À la fois film de cape et d’épée ainsi que film de guerre, le récit est parfois trop confus. Les intrigues politiques, les complots et les trahisons sont légions et il est difficile de s’y retrouver parmi la multitude de protagonistes qui se croisent au cours des nombreuses années que couvre ce long-métrage. Mais cela ne doit pas en faire oublier ses multiples qualités.

La réalisation classique permet de tenir l’ensemble de façon convaincante dans une Espagne du XVIIème siècle parfaitement reconstituée.
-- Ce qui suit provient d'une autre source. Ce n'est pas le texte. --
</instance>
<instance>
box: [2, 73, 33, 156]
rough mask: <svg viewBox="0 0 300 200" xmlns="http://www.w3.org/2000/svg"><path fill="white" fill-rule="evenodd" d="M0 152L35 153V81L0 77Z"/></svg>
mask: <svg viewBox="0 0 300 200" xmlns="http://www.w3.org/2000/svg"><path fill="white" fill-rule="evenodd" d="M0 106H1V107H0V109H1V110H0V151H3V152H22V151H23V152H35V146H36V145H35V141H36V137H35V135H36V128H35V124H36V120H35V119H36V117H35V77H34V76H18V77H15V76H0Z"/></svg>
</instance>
Il subsistera quelques longueurs qui, au vu de l’ampleur de la tâche, n’auront rien de choquant. Comme dans Barry Lindon, on assiste à des plans fixes comme autant de tableaux de maîtres flamands où la lumière joue un rôle prépondérant. Le résultat est magnifique même si le procédé semble parfois forcé.

Alors que les films européens peinent à arriver en France, on pourra remercier les journées européennes du cinéma et l’engouement récent pour les productions hispanophones qui ont ouvert une brèche chez des distributeurs frileux. Autre atout, la présence d’une star internationale (Viggo Mortensen) en espagnol dans le texte. Sa prestation étant de qualité, pas de quoi crier à l’affront culturel pour nos voisins du Sud.